Soon in Tacloban the government will embark on an experiment hoping to kill the usurious 5-6 lending industry. The Department of Trade and Industry initially budgeted P1 billion to seed a government-sponsored funding program reportedly based on credit extended to the most needy at a monthly rate of 2 percent or 24 percent per annum.

Hopefully government has done its homework and has shed the curse of corruption and ineptitude. Note that 24 percent per annum is only a sliver below the 2.5 percent monthly interest charged on credit cards issued by global credit card companies that enjoy economies of scale.. 

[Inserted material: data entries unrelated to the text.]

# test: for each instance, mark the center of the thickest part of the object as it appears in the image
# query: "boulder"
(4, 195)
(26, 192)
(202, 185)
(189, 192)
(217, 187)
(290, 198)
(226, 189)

Under the government program debtors charged those rates are far from prime. There lies the danger. Requisite documentation and securities likely to be foregone need to be replaced by in-depth, almost intrusive, due diligence efforts, the matching of capital with the requisites of borrowers and, perhaps most important, extremely critical and highly efficient collection systems. Unfortunately, depth and efficiency are alien concepts in the bureaucracy.

In the past 21 percent to 24 percent were once considered unconscionable although eventually these were adjudged reasonable by the Supreme Court in at least two jurisprudential instances, once in 1988 and again in 2006. While the usury laws are no longer in effect, in 2000 in a case involving a state lender, after considering the absolute amount of the principal relative to its  exponential and compound interest, the courts ordered reducing a rate of 18 percent down to 10 percent.

From the foregoing, do the math. High cost state-granted debt may still cause repayment defaults eventually inflicted on the taxpayer that provides the debt capital. Nearly double of the interest charged by small to medium scale private creditors, government’s 24 percent might still be prohibitive albeit a tad less usurious.